As the legal funding industry has matured and become a mainstream feature of many jurisdictions’ legal systems, funders are increasingly looking at ways to diversify their activities.

In an article for Insolvency Tracker, Tanya Prasad, CIO of LegalPay, addresses the niche topic of defense-side funding and examines whether there is potential for this type of legal funding to grow in the same way that plaintiff funding has over recent years. Prasad notes that in an environment where “the demand for risk management tools in litigation grows”, large corporations may look to third-party funders to help supplement legal budgets “while potentially achieving favourable outcomes”.

Prasad acknowledges that compared to traditional plaintiff-side funding, defense-side funding “comes with unique challenges”. Whilst claimants may seek to maximise their financial returns in the form of damages and compensation, a defendant will “generally focus on minimizing loss exposure.” As a result of this difference in goals, Prasad suggests that funders would need to not only “employ creative pricing structures”, but would also need to find new metrics to define success.

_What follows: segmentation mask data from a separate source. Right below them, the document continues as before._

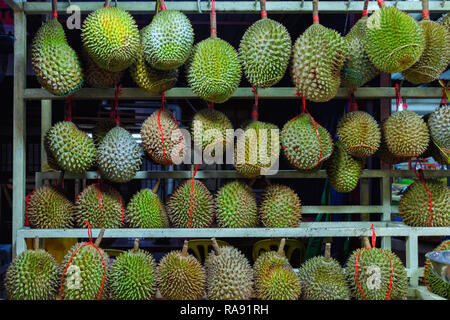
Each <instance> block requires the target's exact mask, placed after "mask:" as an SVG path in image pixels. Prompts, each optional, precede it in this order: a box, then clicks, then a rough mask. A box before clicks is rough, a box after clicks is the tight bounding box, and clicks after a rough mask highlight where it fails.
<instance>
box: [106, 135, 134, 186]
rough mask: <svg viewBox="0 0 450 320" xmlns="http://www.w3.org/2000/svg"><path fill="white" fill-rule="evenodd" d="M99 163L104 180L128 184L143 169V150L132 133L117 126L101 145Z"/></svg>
mask: <svg viewBox="0 0 450 320" xmlns="http://www.w3.org/2000/svg"><path fill="white" fill-rule="evenodd" d="M97 163H98V168H99V171H100V174H101V176H102V178H104V179H106V180H108V181H112V182H122V183H123V182H128V181H130V180H132V179H133V178H134V176H135V175H136V172H138V171H139V169H140V167H141V164H142V160H141V148H140V147H139V145H138V144H137V142H136V141H135V140H134V138H133V136H132V135H131V133H129V132H128V131H127V130H125V129H124V128H121V127H119V126H117V127H115V128H113V129H111V130H110V131H109V132H108V133H107V134H106V136H105V137H104V138H103V141H102V143H101V144H100V145H99V147H98V153H97Z"/></svg>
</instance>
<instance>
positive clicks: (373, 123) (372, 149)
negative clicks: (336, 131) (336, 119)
mask: <svg viewBox="0 0 450 320" xmlns="http://www.w3.org/2000/svg"><path fill="white" fill-rule="evenodd" d="M337 134H338V137H339V140H340V141H341V142H342V144H343V146H344V147H345V149H346V150H347V152H348V153H349V154H350V155H352V156H354V157H357V158H368V157H370V156H371V155H373V154H374V153H375V152H376V151H377V150H378V148H379V147H380V142H381V130H380V127H379V126H378V123H377V121H376V120H375V119H374V118H373V117H372V116H371V115H370V114H369V113H367V112H364V111H358V110H357V111H352V112H349V113H346V114H345V115H344V116H343V117H342V118H341V120H339V123H338V125H337Z"/></svg>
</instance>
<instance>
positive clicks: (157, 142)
mask: <svg viewBox="0 0 450 320" xmlns="http://www.w3.org/2000/svg"><path fill="white" fill-rule="evenodd" d="M178 134H179V138H178ZM141 138H142V146H143V148H144V150H145V152H146V153H147V155H149V157H150V158H151V159H152V160H153V161H154V162H156V163H159V164H166V165H172V164H174V163H175V162H181V160H182V159H183V156H184V154H183V153H184V148H185V147H186V143H185V141H184V139H183V135H182V133H181V130H180V128H179V127H178V123H177V120H176V119H175V117H174V115H173V114H172V113H171V112H170V111H169V110H168V109H167V108H163V109H159V110H157V111H155V112H153V113H152V114H151V115H150V116H149V117H148V118H147V119H146V120H145V121H144V123H143V124H142V127H141Z"/></svg>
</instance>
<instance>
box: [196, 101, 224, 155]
mask: <svg viewBox="0 0 450 320" xmlns="http://www.w3.org/2000/svg"><path fill="white" fill-rule="evenodd" d="M232 129H233V125H232V123H231V121H230V119H229V118H228V117H227V116H226V115H225V114H224V113H223V112H220V111H217V110H216V109H214V108H205V109H202V110H200V111H199V112H197V113H196V114H195V115H194V118H193V119H192V125H191V134H192V138H193V140H194V143H195V145H196V147H198V148H200V149H201V150H202V151H203V152H204V153H205V155H210V156H214V155H215V150H218V151H219V150H221V152H225V151H226V148H227V146H228V145H229V144H230V143H231V141H230V140H228V139H227V138H228V137H227V130H232ZM220 146H223V148H220Z"/></svg>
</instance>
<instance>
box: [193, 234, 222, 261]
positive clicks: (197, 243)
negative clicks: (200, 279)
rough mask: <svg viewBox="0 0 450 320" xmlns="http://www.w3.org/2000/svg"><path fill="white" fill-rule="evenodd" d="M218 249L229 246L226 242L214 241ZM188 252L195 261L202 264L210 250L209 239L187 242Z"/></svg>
mask: <svg viewBox="0 0 450 320" xmlns="http://www.w3.org/2000/svg"><path fill="white" fill-rule="evenodd" d="M216 241H217V244H218V245H219V247H224V246H229V245H230V244H229V243H227V242H226V241H222V240H216ZM188 248H189V249H188V252H189V250H190V251H191V252H192V254H193V255H194V257H196V258H197V260H198V261H199V262H200V263H203V261H204V259H206V257H207V256H208V253H209V251H211V250H210V249H212V242H211V239H192V240H189V247H188Z"/></svg>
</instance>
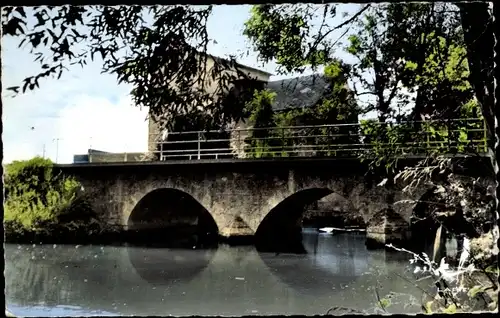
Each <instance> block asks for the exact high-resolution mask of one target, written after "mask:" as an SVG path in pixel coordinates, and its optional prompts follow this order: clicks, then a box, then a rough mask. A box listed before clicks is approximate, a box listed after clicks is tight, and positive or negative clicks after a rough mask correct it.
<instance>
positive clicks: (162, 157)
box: [160, 140, 164, 161]
mask: <svg viewBox="0 0 500 318" xmlns="http://www.w3.org/2000/svg"><path fill="white" fill-rule="evenodd" d="M163 147H164V143H163V140H162V142H161V143H160V161H163Z"/></svg>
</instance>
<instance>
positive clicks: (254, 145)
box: [246, 90, 280, 158]
mask: <svg viewBox="0 0 500 318" xmlns="http://www.w3.org/2000/svg"><path fill="white" fill-rule="evenodd" d="M275 97H276V93H273V92H271V91H269V90H262V91H255V93H254V97H253V99H252V100H251V101H250V102H249V103H248V104H247V108H246V109H247V112H248V113H249V114H250V117H249V121H250V122H251V123H252V124H253V127H254V128H255V129H256V130H253V131H252V132H251V134H250V136H249V137H248V138H247V143H248V145H249V148H248V150H247V153H248V154H250V156H251V157H255V158H262V157H269V156H273V155H274V151H275V147H276V146H279V142H280V141H279V139H278V138H279V137H278V134H277V130H273V128H274V127H276V123H275V121H274V112H273V107H272V105H273V103H274V99H275Z"/></svg>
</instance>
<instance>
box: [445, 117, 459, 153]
mask: <svg viewBox="0 0 500 318" xmlns="http://www.w3.org/2000/svg"><path fill="white" fill-rule="evenodd" d="M447 123H448V125H447V129H448V153H450V152H451V119H448V120H447ZM457 144H458V141H457Z"/></svg>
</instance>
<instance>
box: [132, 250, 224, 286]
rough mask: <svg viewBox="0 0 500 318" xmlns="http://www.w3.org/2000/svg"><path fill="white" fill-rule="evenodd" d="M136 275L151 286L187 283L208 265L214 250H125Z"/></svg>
mask: <svg viewBox="0 0 500 318" xmlns="http://www.w3.org/2000/svg"><path fill="white" fill-rule="evenodd" d="M126 250H127V252H128V256H129V260H130V263H131V264H132V266H133V267H134V269H135V271H136V273H137V274H138V275H139V276H140V277H141V278H142V279H143V280H144V281H146V282H148V283H149V284H153V285H171V284H173V283H176V282H178V281H183V282H188V281H190V280H192V279H193V278H195V277H196V276H197V275H199V274H200V272H202V271H203V270H204V269H205V268H206V267H207V266H208V264H209V263H210V261H211V259H212V258H213V256H214V254H215V250H213V249H208V250H196V249H191V250H188V249H162V248H141V247H128V248H126Z"/></svg>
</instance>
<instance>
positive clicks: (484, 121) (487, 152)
mask: <svg viewBox="0 0 500 318" xmlns="http://www.w3.org/2000/svg"><path fill="white" fill-rule="evenodd" d="M483 132H484V153H488V130H487V129H486V119H483Z"/></svg>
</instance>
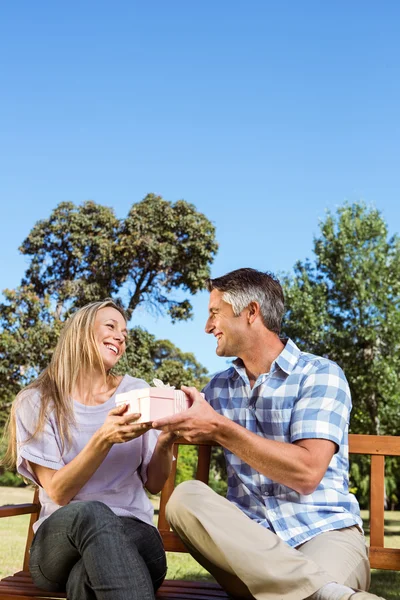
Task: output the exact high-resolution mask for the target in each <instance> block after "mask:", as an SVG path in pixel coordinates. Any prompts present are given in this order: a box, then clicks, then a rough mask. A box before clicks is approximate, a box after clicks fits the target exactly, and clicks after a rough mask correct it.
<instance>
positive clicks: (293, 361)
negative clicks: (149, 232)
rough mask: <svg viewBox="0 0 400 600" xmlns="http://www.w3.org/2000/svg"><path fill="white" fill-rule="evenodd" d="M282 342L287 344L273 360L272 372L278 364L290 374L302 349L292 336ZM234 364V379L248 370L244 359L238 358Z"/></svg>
mask: <svg viewBox="0 0 400 600" xmlns="http://www.w3.org/2000/svg"><path fill="white" fill-rule="evenodd" d="M282 342H283V343H284V344H285V346H284V348H283V350H282V352H281V353H280V354H279V355H278V356H277V357H276V359H275V360H274V361H273V363H272V365H271V371H270V372H273V371H274V369H275V368H276V365H277V366H278V367H279V368H280V369H282V371H283V372H284V373H286V374H287V375H290V373H291V372H292V371H293V369H294V367H295V366H296V364H297V361H298V360H299V356H300V352H301V351H300V349H299V348H298V347H297V346H296V344H295V343H294V342H293V341H292V340H291V339H290V338H287V339H283V340H282ZM232 366H233V368H234V371H233V372H232V377H233V378H234V379H236V378H237V377H238V376H241V377H243V373H245V372H246V371H245V367H244V363H243V361H242V359H241V358H237V359H236V360H234V361H233V363H232Z"/></svg>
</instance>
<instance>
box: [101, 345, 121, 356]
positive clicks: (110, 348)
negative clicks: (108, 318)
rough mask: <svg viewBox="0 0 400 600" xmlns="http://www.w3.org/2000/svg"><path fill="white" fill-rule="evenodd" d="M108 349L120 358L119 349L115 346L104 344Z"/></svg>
mask: <svg viewBox="0 0 400 600" xmlns="http://www.w3.org/2000/svg"><path fill="white" fill-rule="evenodd" d="M104 345H105V347H106V348H108V349H109V350H111V351H112V352H114V354H115V355H116V356H118V348H117V346H114V344H104Z"/></svg>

The latter point is one that Prasad argues is key to creating a viable defense-side funding ecosystem, noting that “establishing a clear definition of success” may have different parameters for different defendants. Examples of this could include structuring funding agreements to incorporate “avoided loss” measures, which would define success based on “achieving a favorable settlement or dismissal at a lower financial cost than anticipated.”

If these difficulties that Prasad highlights can be overcome, she suggests that “defense-side litigation funding has the potential to redefine legal finance, supporting fair representation for both plaintiffs and defendants and expanding access to justice across the board.” Additionally, Prasad points to a handful of examples where defense-side funding has been successfully employed, such as the Gillette v. ShaveLogic case, where Burford Capital provided funding for the defendant to successfully oppose Gillette’s claims of trades secret misappropriation and unfair competition.